For many consumers, the answer might simply be, “no one.” In countries like Germany and Japan, for example, consumers still prefer traditional payment methods—such as invoices or buy now, pay later (BNPL) options—over credit cards, which tend to drive e-commerce globally.15 Instead, account-to-account transfers dominate in Germany, accounting for 26 percent of e-commerce payments, alongside a notable 20 percent via BNPL. This shows a clear preference for methods that emphasize control and transparency. In such environments, agentic transactions might indeed be a leap of faith too far. If consumers are already hesitant to share their banking details with a static website or even a familiar payment platform, how likely are they to entrust an AI bot with not only payment credentials but also the decision-making process that leads to a purchase?

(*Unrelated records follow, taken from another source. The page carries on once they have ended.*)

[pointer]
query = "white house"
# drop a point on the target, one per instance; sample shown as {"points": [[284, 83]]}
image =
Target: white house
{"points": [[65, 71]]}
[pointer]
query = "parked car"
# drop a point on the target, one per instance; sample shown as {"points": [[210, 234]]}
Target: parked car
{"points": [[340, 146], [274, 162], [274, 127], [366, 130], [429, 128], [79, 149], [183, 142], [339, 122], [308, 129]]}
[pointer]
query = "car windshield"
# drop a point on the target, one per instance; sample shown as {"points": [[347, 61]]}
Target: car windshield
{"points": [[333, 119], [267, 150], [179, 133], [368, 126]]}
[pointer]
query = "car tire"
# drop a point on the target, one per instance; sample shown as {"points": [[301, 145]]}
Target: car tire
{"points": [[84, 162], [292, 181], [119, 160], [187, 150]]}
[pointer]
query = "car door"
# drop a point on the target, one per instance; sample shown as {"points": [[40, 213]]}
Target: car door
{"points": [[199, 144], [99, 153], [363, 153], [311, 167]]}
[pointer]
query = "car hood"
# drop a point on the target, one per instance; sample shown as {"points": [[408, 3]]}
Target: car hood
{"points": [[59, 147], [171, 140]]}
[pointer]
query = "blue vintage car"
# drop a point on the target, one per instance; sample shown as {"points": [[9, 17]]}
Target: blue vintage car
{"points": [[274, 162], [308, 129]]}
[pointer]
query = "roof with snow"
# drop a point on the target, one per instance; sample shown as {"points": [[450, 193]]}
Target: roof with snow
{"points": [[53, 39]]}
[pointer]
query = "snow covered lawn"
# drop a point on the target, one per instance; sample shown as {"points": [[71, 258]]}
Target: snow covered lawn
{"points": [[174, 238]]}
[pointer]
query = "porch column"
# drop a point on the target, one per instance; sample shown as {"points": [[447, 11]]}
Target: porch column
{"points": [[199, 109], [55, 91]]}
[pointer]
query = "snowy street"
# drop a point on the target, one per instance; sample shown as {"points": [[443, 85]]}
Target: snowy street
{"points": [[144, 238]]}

Getting AI trust right is a shared responsibility between the organizations deploying AI and the platform providers, governments, international organizations, and standards bodies aiming to ensure that AI is safe and reliable. In this dynamic environment, academic researchers, open-source communities, and developers also play a big role in building AI that is more trustworthy, transparent, and explainable. CEOs and CTOs can do their parts by getting their data houses in order, empowering teams to innovate safely, and monitoring all AI deployments for signs of bias or misinformation.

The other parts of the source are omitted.